In a sense, Germany - and definitely its eastern Lander - is a country in transition. Risk-aversion is giving way to risk-seeking in the forms of investments in equities and derivatives and venture capital. Family ownership is gradually supplanted by stock exchange listings, imported management, and mergers, acquisitions, and takeovers - both friendly and hostile. The social contracts regarding employment, pensions, the role of the trade unions, the balance between human and pecuniary capital, and the carving up of monopoly market niches - are being re-written.

Global integration means that, as sovereignty is transferred to supranational entities, the cozy relationship between the banks and the German government on all levels is over. In October 2001, Hans Eichel, the perennial German finance minister, announced OECD-inspired anti-money laundering measures that are likely to compromise bank secrecy and client anonymity and, thus, hurt the German - sometimes murky - banking business. Erstwhile rampant government intervention is now mitigated or outright prohibited by the European Union.

Thus, German Laender were forced, by the European Commission, to partly abolish, between 2002-5, their guarantees to the Landesbanken (regional development banks) and Sparkassen (thrifts). German diversification to Austria and central and east Europe provided only temporary respite. As the EU enlarged and digested the Czech Republic, Hungary, and Poland in May 2004 - German franchises there came under the uncompromising remit of the Commission once more.

In general, Germans fared worse than Austrians in their extraterritorial banking ventures. Less cosmopolitan, with less exposure to the parts of the former Habsburg Empire, and struggling with a stagnant domestic economy - German banks found it difficult to turn central European banks around as successfully as the likes of the Austrian Erste Bank did. They did make inroads into niche structured financing markets in north Europe and the USA - but these seem to be random excursions rather a studied shift of business emphasis.

On the bright side, Moody's - though it maintained a negative outlook on German banking until recently - noted, as early as November 2001, that the banks' "intrinsic financial strength and diversified operating base". Tax reform and the hesitant introduction of private pensions are also cause for restrained optimism.

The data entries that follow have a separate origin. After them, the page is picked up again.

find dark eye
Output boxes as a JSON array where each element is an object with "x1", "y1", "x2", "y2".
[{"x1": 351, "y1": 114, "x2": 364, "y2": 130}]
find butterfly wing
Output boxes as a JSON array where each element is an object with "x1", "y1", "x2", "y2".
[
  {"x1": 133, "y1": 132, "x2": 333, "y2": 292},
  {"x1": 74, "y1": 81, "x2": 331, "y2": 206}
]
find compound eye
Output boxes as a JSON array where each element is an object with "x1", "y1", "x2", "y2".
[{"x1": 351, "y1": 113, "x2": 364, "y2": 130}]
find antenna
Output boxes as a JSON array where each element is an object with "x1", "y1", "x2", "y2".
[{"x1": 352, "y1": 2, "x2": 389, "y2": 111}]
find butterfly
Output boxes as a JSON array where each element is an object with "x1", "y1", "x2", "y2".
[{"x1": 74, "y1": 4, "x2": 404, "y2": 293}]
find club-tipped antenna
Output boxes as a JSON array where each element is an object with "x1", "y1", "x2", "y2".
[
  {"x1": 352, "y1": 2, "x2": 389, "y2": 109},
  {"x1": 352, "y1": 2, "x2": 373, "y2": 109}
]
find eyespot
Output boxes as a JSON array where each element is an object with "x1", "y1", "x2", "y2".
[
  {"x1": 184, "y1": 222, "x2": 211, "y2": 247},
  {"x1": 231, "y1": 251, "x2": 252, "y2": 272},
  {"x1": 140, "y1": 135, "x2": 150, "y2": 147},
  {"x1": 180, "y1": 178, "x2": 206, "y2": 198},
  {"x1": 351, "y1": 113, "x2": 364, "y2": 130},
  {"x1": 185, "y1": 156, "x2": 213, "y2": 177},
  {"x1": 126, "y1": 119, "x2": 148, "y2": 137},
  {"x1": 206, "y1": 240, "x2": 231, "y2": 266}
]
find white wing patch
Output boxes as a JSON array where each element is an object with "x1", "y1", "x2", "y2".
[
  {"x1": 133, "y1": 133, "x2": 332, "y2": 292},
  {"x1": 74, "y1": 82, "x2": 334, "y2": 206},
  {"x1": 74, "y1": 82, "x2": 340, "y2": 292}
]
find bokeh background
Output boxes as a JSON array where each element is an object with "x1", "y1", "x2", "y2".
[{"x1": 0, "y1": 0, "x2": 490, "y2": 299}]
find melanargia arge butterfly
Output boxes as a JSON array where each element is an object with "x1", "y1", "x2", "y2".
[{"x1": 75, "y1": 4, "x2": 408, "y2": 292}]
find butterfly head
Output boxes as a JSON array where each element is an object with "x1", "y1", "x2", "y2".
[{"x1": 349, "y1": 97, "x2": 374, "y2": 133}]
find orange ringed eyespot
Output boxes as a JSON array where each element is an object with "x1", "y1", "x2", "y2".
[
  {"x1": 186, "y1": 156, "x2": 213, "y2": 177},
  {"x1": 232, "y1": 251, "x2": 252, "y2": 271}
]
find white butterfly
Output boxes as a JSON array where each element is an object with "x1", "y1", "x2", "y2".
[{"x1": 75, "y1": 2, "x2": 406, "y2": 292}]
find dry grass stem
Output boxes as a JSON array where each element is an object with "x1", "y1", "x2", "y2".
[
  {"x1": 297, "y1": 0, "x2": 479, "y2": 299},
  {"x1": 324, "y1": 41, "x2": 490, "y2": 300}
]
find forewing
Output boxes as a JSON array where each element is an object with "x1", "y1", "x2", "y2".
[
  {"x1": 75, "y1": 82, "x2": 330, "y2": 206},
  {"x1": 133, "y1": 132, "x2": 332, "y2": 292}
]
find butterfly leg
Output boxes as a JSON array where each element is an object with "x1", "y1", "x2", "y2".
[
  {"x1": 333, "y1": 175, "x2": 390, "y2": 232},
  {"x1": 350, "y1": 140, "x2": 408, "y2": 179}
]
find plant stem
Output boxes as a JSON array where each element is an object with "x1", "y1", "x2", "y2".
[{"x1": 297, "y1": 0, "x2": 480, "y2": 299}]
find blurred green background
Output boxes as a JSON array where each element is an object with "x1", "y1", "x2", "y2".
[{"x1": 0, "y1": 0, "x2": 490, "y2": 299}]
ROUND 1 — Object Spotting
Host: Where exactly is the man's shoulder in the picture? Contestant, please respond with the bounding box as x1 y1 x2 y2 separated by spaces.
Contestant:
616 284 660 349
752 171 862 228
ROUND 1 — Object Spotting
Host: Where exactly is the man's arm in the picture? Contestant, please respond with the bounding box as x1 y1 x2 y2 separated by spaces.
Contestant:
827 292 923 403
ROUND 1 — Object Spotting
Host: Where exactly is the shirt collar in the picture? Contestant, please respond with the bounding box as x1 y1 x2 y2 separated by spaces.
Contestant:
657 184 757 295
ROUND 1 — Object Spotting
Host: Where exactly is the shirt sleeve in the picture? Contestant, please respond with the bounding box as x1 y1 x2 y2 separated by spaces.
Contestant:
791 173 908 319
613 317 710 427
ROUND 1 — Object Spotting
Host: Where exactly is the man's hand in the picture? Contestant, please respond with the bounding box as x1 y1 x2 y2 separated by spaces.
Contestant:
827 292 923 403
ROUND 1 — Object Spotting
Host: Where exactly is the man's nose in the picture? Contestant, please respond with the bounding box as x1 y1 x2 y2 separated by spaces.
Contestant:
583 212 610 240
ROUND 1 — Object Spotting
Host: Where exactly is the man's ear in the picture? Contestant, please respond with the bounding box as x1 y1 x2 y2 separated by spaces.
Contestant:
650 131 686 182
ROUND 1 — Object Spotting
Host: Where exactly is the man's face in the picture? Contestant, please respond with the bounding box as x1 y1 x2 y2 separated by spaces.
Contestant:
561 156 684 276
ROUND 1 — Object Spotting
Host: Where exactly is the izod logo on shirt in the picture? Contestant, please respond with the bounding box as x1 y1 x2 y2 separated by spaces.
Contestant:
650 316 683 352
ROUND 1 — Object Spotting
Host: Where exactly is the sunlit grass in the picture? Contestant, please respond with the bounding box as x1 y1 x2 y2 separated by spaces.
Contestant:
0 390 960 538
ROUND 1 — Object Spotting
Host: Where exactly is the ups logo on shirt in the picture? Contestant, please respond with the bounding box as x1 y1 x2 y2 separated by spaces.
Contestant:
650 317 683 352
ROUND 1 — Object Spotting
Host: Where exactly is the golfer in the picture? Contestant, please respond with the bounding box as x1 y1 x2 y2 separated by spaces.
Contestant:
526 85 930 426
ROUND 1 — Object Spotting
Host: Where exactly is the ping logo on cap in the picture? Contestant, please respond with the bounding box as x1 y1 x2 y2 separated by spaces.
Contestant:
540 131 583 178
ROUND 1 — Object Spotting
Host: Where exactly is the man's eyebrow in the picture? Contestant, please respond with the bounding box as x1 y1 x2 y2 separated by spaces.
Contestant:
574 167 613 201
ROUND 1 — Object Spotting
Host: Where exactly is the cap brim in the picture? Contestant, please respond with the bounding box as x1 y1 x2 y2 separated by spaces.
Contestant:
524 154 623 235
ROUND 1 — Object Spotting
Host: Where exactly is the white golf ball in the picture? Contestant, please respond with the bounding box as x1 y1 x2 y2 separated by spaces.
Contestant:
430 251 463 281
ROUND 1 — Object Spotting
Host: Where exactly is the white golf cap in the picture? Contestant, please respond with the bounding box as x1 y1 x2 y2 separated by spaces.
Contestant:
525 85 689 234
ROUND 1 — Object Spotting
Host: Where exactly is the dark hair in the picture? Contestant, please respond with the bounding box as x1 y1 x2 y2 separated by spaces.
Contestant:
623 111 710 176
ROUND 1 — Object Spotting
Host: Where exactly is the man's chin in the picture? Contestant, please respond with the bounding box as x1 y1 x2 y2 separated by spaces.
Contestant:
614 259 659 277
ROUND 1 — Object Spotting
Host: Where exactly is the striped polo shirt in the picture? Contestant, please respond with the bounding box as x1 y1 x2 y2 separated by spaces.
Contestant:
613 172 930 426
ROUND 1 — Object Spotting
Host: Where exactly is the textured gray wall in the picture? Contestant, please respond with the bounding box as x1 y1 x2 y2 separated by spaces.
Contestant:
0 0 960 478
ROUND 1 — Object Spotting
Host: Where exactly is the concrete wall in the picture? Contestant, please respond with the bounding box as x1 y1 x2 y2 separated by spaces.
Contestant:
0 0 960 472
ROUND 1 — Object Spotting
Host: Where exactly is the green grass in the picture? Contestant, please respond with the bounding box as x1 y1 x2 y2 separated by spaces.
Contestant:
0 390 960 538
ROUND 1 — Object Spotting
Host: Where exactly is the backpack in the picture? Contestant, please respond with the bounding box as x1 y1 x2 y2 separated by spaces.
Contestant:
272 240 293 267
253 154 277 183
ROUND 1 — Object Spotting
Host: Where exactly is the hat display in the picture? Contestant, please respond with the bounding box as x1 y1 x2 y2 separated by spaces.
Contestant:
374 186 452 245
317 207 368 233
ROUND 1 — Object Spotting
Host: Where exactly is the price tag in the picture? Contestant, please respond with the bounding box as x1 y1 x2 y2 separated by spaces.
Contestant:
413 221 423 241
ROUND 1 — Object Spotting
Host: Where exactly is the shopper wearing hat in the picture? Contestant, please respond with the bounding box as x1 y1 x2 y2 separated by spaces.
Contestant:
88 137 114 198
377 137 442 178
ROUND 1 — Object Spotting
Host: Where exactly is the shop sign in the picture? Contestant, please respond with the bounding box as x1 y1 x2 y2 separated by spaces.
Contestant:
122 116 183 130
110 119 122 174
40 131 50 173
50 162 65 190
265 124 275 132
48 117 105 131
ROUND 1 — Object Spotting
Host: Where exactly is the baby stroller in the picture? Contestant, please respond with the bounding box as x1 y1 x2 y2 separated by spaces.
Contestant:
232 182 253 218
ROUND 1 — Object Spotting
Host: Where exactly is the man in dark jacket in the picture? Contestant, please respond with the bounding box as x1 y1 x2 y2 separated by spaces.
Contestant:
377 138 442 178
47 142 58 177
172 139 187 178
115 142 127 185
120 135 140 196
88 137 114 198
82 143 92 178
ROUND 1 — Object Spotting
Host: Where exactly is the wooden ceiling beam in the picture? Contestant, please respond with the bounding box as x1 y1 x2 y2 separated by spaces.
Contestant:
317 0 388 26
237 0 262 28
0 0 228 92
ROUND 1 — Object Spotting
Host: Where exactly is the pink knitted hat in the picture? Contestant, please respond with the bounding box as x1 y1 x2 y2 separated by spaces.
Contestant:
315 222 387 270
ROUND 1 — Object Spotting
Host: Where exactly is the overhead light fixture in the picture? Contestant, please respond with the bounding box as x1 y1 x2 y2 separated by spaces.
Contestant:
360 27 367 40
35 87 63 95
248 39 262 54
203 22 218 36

Pursuant to the purchase of Drsedner Bank by Allianz, Moody's welcomed the emergence of bancassurance and Allfinanz models - financial services one stop shops. German banks are also positioned to reap the benefits of their considerable investments in e-commerce, technology, and the restructuring of their branch networks.

The Depression on 1929-1936 may have started with the meltdown of capital markets, especially that of Wall Street - but it was exacerbated by the collapse of the concatenated international banking system. The world today is even more integrated. The collapse of one or more major German banks can result in dire consequences and not only in the euro zone. The IMF says as much in its "World Economic Outlook" published on September 25, 2002.

The Germans deny this prognosis - and the diagnosis - vehemently. Bundesbank President Ernst Welteke - a board member of the European Central Bank - spent the better part of October 2002 implausibly denying any crisis in German banking. These are mere "structural problems in the weak phase", he told a press conference. Nothing consolidation can't solve.

It is this consistent refusal to confront reality that is the most worrisome. In the short to medium term, German banks are likely to outlive the storm. In the process, they will lose their iron grip on the domestic market as customer loyalty dissipates and foreign competition increases. If they do not confront their plight with honesty and open-mindedness, they may well be reduced to glorified back-office extensions of the global giants.